Les 47 lettres furent envoyées après validation juridique.
Quand Bernard ouvrit la sienne, toute la famille était réunie dans sa salle à manger. Quelques minutes auparavant, ils plaisantaient encore sur la menace d’Adrien.
Puis les téléphones commencèrent à vibrer.
Un cousin lut sa lettre deux fois.
Le frère de Cécile devint livide.
Bernard frappa la table.
—Il ne peut pas nous licencier ! Cette entreprise appartient à un groupe d’investisseurs !
Cécile ne répondit pas.
Elle savait.
Elle avait toujours su.
Le silence se fit lorsque la télévision, restée allumée dans un coin, montra un reportage économique sur Morel Services Bâtiment.
Une photographie d’Adrien apparut derrière le journaliste.
Sous son visage figurait son véritable titre : fondateur et président.
Bernard se tourna lentement vers sa fille.
—Tu le savais ?
Cécile baissa la tête.
Le soir même, elle retrouva Adrien au siège.
—Tu dois annuler ces licenciements, exigea-t-elle. Ils sont ma famille.
—Emma aussi était ta famille.
—Mon père était en colère. Il ne lui aurait rien fait.
Adrien posa devant elle une image provenant de la caméra extérieure de la maison. On y voyait Emma tomber sur les genoux après avoir été poussée dehors.
Cécile détourna les yeux.
—Et le divorce ? demanda Adrien.
—J’étais bouleversée.
—Tu avais préparé les documents depuis trois semaines.
Elle pâlit.
Adrien ouvrit ensuite le dossier financier de Bernard.
Plus de quatre cent mille euros avaient été détournés grâce à de fausses prestations. Les documents avaient déjà été remis aux enquêteurs.
Pour la première fois, Cécile ne trouva rien à répondre.
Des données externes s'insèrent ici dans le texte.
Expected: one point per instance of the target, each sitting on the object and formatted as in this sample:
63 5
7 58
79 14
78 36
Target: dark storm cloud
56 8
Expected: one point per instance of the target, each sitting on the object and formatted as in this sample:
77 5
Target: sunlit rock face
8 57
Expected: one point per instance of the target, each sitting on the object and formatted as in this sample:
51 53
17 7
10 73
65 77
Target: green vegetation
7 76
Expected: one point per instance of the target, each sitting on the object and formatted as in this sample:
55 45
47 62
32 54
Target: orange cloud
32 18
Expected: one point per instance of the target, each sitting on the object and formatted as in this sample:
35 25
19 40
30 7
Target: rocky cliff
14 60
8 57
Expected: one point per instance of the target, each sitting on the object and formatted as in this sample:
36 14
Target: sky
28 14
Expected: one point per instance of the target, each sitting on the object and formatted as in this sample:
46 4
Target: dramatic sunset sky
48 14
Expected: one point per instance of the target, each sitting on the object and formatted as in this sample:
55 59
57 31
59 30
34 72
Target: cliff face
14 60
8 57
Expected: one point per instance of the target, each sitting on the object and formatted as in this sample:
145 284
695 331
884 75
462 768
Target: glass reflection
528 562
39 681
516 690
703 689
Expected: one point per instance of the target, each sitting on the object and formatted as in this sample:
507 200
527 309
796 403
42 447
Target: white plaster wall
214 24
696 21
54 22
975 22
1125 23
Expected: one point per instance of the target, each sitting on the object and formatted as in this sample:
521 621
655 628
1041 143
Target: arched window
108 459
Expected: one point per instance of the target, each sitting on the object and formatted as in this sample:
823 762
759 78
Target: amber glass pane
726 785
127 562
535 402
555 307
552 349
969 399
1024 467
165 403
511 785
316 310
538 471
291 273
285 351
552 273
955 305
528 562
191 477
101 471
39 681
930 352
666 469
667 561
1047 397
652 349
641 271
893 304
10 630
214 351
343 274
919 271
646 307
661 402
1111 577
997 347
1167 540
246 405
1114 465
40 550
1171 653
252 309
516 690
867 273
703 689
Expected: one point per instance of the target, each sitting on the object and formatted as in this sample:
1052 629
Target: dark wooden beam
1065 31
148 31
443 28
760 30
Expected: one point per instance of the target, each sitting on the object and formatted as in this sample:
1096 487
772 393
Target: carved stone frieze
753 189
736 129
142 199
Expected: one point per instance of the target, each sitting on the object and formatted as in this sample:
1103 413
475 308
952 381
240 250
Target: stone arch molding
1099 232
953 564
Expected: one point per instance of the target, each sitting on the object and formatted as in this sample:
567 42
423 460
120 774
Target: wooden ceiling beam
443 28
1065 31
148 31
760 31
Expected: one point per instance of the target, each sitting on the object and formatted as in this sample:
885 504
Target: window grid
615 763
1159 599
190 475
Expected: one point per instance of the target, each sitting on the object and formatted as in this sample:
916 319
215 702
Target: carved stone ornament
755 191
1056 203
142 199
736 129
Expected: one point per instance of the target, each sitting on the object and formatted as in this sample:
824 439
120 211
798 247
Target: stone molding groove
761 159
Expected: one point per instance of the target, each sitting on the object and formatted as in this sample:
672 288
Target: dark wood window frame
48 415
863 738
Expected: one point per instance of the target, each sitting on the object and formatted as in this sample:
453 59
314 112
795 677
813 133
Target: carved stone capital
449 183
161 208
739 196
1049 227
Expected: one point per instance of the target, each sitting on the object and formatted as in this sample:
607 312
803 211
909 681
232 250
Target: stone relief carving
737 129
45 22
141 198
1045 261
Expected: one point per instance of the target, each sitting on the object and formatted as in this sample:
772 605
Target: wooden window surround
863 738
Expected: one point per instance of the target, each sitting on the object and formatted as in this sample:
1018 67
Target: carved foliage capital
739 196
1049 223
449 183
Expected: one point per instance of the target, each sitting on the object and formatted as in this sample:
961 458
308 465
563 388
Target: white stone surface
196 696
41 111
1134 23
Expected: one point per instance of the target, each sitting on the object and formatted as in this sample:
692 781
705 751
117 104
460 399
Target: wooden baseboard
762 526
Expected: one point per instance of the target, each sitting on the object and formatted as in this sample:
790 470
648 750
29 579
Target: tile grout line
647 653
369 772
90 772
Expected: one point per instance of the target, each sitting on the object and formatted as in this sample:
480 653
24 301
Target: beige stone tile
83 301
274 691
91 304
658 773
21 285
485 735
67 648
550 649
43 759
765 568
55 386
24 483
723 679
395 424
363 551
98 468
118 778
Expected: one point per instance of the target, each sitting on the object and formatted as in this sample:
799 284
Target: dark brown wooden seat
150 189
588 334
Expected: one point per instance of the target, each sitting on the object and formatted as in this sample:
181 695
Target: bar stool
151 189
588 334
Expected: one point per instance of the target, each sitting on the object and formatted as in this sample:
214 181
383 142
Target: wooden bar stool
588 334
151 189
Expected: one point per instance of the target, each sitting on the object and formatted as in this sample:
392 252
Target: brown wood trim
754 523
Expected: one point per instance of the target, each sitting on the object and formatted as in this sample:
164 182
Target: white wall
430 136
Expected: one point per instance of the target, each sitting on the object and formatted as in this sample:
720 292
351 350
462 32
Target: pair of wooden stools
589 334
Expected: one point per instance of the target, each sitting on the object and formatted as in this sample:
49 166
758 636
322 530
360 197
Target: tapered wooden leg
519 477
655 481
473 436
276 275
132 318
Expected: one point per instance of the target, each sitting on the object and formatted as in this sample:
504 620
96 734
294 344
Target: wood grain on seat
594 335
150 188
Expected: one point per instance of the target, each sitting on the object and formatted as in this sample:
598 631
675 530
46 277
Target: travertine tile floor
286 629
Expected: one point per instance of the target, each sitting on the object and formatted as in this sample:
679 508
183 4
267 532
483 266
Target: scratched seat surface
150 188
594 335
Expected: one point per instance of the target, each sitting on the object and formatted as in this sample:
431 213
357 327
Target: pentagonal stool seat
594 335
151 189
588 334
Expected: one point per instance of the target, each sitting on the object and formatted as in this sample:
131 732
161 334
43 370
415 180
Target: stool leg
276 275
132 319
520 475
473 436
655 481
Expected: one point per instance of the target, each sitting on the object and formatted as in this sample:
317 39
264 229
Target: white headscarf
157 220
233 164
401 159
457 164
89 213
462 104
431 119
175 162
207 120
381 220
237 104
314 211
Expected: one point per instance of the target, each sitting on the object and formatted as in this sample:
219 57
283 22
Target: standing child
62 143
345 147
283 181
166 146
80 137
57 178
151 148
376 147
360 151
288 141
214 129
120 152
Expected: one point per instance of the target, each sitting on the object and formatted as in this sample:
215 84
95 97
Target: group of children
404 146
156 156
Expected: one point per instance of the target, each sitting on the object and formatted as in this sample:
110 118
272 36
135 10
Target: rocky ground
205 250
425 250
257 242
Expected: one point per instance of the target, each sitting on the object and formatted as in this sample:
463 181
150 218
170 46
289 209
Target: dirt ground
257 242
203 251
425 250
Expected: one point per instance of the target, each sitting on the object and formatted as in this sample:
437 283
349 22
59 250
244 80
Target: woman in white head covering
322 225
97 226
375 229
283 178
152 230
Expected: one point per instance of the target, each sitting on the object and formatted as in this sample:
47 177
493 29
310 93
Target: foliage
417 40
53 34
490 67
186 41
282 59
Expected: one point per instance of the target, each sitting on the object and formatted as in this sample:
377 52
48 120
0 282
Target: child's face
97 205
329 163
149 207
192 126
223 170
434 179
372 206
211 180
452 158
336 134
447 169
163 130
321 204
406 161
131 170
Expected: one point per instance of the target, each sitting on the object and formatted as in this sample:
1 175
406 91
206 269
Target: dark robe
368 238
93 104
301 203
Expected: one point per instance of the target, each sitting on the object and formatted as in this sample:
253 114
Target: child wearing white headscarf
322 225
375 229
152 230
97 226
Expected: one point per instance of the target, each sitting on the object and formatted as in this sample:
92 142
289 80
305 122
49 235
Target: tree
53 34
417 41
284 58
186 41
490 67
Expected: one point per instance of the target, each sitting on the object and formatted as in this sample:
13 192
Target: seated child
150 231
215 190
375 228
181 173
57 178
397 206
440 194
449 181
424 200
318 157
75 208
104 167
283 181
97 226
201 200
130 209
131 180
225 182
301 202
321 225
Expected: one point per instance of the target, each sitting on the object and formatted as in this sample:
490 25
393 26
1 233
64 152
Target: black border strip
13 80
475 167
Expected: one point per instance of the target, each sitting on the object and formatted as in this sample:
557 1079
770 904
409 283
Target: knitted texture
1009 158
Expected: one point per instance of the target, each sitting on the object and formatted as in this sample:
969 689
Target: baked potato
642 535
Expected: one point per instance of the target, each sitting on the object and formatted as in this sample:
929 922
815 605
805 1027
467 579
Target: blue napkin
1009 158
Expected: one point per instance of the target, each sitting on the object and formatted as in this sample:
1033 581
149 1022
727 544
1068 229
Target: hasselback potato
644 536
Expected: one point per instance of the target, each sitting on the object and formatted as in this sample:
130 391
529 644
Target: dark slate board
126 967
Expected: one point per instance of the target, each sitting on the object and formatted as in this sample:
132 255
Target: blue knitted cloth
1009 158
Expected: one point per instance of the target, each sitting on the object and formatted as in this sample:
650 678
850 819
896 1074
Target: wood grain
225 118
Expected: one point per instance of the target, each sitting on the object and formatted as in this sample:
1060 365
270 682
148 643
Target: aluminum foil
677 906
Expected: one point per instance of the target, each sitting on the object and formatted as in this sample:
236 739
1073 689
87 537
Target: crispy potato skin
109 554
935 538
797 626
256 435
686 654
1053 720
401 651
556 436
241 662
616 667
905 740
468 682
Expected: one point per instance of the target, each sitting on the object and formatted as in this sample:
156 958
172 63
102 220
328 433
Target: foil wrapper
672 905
Elle tenta ensuite de réclamer la moitié de l’entreprise. Mais Morel Services Bâtiment avait été créée six ans avant leur mariage et protégée par leur contrat matrimonial.
Le document qu’elle avait signé autrefois sans inquiétude protégeait maintenant ce qu’elle pensait pouvoir prendre.
Adrien ne ressentit aucune joie.
Il avait perdu son mariage et découvert que son indulgence avait permis des années de fraude.
Mais Emma était en sécurité.
Il vendit la maison conjugale, restructura l’entreprise et remplaça les postes fictifs par de véritables emplois. Bernard dut répondre de ses actes. Cécile ne demanda jamais pardon à Emma ; elle se contenta d’affirmer qu’elle n’avait pas compris la gravité de la situation.
Emma, elle, comprit parfaitement.
Quelques mois plus tard, elle accompagna son père lors de l’ouverture d’une nouvelle agence. Adrien portait encore ses vieilles chaussures de sécurité.
—Tu pourrais t’habiller comme un président, plaisanta-t-elle.
Il sourit.
—Ce sont ces chaussures qui ont construit l’entreprise.
La famille de Cécile l’avait appelé le pauvre homme à la boîte à outils.
Elle avait simplement oublié que la boîte, les outils et tout ce qui payait ses factures lui appartenaient depuis le début.